The Wheeler Institute is delighted to welcome Philippe Aghion, recent Nobel Laureate and one of the world’s foremost thinkers on innovation-led economic growth, to London Business School. The event will take place on February 9, 2026, and it will be the inaugural event of a limited series of conversations on Public Policy in the Age of Innovation.
Philippe Aghion is the Kurt Björklund Chaired Professor of Innovation and Growth at INSEAD and a Visiting Professor at the London School of Economics. His work has fundamentally shaped contemporary thinking on the relationship between innovation, competition, institutions, and long-run economic growth. In his recent Nobel Lecture on Economics and Creative Destruction, Aghion explored some of the most pressing challenges facing modern economies, from the middle-income trap and structural transformation to the role of flexicurity and institutional design in sustaining inclusive growth.
This event will situate these ideas within the broader debate on how capitalism must evolve to respond to today’s economic, social and technological pressures. Drawing on decades of influential research and policy engagement, Philippe Aghion will reflect on how innovation-driven growth models can be reconciled with social cohesion, resilience and opportunity.
The conversation will explore Aghion’s research on creative destruction alongside today’s “guns and butter” trade-offs, from defence spending and innovation to public investment in areas such as health and education, concluding with a discussion about the US Defence Advanced Research Projects Agency and potential lessons for Europe.
The event will be opened by Sergei Guriev, Professor of Economics and Dean of LBS, and moderated by Paolo Surico, Professor of Economics at LBS.
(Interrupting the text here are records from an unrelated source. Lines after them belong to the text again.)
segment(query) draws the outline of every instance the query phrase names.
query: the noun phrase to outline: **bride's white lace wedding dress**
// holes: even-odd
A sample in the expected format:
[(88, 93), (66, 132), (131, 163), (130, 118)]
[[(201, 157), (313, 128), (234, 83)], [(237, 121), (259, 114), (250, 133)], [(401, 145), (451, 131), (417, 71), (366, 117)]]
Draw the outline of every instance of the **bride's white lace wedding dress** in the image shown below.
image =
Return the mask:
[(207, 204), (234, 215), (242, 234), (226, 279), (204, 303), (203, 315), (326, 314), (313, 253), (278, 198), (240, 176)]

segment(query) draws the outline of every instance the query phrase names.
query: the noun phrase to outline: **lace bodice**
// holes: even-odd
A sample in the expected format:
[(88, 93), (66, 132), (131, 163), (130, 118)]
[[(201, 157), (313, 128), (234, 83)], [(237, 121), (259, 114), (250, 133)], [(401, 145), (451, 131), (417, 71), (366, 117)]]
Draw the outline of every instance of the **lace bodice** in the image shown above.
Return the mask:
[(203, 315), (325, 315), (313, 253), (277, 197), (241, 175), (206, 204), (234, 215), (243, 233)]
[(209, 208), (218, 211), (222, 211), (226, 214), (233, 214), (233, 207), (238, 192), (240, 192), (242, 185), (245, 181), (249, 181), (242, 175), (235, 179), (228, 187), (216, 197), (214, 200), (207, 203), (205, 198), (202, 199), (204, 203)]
Date and time: Monday 9th February 18:30 GMT
Location: LT18 & 19, Sammy Ofer Centre, London Business School and on Zoom
Speaker

Philippe Aghion is the Kurt Björklund Chaired Professor of Innovation and Growth at INSEAD and a Visiting Professor at the London School of Economics. He is a 2025 Nobel Prize laureate in Economic Sciences, awarded jointly with Joel Mokyr and Peter Howitt for their work on innovation-driven economic growth. He is also a Fellow of the Econometric Society and the American Academy of Arts and Sciences, and has held academic appointments at institutions including Harvard University, University College London, and the Collège de France.
Professor Aghion has served as an advisor to governments and international organisations, contributing to policy debates on growth, innovation, competition policy, and institutional reform in both advanced and emerging economies. His research lies at the intersection of economic growth, innovation, and development, with a particular focus on the role of competition, institutions, and financial systems in fostering sustained and inclusive growth. He is best known for his foundational contributions to the theory of innovation-driven growth and creative destruction, and his recent work addresses topics including the middle-income trap, industrial policy, education, inequality, climate change, and designing capitalism for long-term resilience and social cohesion.
Moderator

Paolo Surico is Professor of Economics at London Business School. His research focuses on public policies for innovation, including public R&D, government-funded and defence-related innovation, and the role of corporate taxation in shaping firms’ innovative activity and economic performance. He has also made influential contributions to research on monetary policy, inequality, and the redistributive effects of interest rate changes and quantitative easing. His work is widely published in leading academic journals and is characterised by rigorous empirical analysis and strong policy relevance. He has extensive experience advising policymakers, including consultancy for the European Commission and the European Central Bank, and past advisory roles with the Bank of England and the Financial Conduct Authority. His research has influenced the conduct of monetary policy and the design of fiscal policy across Europe.
About the Series
Public Policy in the Age of Innovation is a Wheeler Institute limited series, led by Paolo Surico, Professor of Economics at LBS. In a series of three events, Paolo will explore in conversation how innovation, public policy, and institutions can adapt to the economic, technological, and social challenges of our time. Each conversation will invite leading scholars and policymakers and the next event will take place on March 20, 2026, with Stefanie Stantcheva, Nathaniel Ropes Professor of Political Economy at Harvard and founder and director of the Social Economics Lab – more details about the event will be shared at the Wheeler Institute webpage and blog in due time.